In the meadow section of the garden, among more olive orchards, rests Karen Cusolito‘s ‘Tumble Leaf.’ An interactive piece, the leaf-shaped steel frame features comfy pillows where visitors can lie down and relax. Traverse the field a little farther to find an interesting basket-like sculpture made of wood, steel and rope, called ‘Foundations,’ by Payson McNett. This area features other unique sculptures as well.
Next to the meadow, there is a luxurious pool and pavilion, which is a great place to sit and view the Clock Tower. Set at the far end of the pool is Marilyn Kuksht’s steel sculpture ‘Levels of Involvement.’
Head over to the walled garden to experience an explosion of color. Sitting among some lovely orange-pink flowers on the sundial path is a stainless steel sculpture called ‘Six of One,’ by Dan Good.
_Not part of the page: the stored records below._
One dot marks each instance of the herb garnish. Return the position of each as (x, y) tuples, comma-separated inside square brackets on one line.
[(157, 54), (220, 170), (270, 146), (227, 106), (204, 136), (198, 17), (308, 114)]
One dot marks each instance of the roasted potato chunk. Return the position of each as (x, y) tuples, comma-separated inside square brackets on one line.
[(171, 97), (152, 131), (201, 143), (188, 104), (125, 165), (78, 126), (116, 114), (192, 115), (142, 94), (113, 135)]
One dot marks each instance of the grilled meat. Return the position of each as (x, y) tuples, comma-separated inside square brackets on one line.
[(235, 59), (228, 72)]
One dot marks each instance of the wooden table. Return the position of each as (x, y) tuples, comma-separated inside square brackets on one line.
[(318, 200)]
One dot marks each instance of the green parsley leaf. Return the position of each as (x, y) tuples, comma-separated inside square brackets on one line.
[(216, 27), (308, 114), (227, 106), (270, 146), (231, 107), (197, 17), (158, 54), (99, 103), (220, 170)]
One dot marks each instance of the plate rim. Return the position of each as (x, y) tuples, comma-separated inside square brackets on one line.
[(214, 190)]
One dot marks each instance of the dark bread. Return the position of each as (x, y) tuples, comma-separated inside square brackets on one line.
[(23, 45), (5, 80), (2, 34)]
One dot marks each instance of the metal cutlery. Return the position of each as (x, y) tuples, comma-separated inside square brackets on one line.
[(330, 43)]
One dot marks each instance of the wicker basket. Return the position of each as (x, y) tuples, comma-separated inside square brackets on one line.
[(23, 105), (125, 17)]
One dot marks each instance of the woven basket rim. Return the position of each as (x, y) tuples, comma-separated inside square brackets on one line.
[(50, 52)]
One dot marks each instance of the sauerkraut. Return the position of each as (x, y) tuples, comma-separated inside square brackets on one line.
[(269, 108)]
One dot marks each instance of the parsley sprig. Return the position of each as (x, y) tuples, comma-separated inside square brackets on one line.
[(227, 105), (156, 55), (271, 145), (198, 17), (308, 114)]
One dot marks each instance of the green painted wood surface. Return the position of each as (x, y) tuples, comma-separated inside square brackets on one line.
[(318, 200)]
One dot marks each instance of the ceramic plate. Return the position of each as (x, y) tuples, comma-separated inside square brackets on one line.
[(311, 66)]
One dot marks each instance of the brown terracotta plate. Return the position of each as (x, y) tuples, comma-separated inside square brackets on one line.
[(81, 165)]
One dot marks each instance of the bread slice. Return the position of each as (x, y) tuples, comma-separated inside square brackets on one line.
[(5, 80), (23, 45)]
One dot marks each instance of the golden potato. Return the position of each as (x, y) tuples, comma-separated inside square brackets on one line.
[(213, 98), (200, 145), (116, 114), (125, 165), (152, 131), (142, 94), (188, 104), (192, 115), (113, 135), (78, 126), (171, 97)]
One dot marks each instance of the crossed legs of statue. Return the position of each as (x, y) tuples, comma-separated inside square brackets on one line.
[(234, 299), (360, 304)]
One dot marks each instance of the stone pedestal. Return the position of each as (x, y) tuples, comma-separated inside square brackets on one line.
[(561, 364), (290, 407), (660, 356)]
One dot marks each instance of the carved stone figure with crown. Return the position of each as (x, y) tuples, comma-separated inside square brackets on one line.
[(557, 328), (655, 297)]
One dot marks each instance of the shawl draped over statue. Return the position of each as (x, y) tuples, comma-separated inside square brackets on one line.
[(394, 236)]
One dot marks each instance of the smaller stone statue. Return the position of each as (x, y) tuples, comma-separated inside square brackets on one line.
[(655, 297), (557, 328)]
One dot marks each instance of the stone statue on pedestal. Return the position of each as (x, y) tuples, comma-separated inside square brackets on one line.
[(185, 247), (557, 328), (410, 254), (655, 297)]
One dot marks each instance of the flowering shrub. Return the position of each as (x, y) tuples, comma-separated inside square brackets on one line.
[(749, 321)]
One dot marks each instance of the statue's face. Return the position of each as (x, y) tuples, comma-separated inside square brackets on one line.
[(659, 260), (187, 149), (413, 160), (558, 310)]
The silver-colored sculpture combined with the backdrop of the colorful flowers is a stunning sight.
Walk toward the Chartres garden and see splashes of pink, red, and white flowers, among which stands an inspiring, bronze sculpture, ‘Formicida Stirpis,’ by Adon Valenziano. This giant ant-like sculpture has intricate extensions that resemble tree branches.
An Irish yew-covered allée (a walkway) leads to the High Place, an elevated area at the southern end of the garden that provides a great view. Along the way, visitors will pass through the rose garden, which is filled with 500 types of roses, the vegetable garden, where huge pumpkins and other vegetables from the squash family are sprouting, and the cutting garden. In the midst of it all, there are more sculptures to view.
The High Place is situated on a semi-circle surrounded by lush trees. This is a great place to sit on a bench, relax, and take in picturesque views of the surroundings. To the west, there is a fruit garden and a daffodil meadow, and just beyond that, there is a large expanse of land that is fenced off and closed to the public. It’s a beautiful area where deer can sometimes be seen eating and wandering around.
The country house can be toured as part of the entry fee. There are some exhibit sculptures in the entry courtyard and along the side of the house. At the end of the tour, stop by the gift shop across the way, which sells everything from plants to clothing and jewelry. There is also a section of food items, like honey, jams, and spices, along with gardening tools and decorations. It’s a fun place to shop, with unique items and great gifts.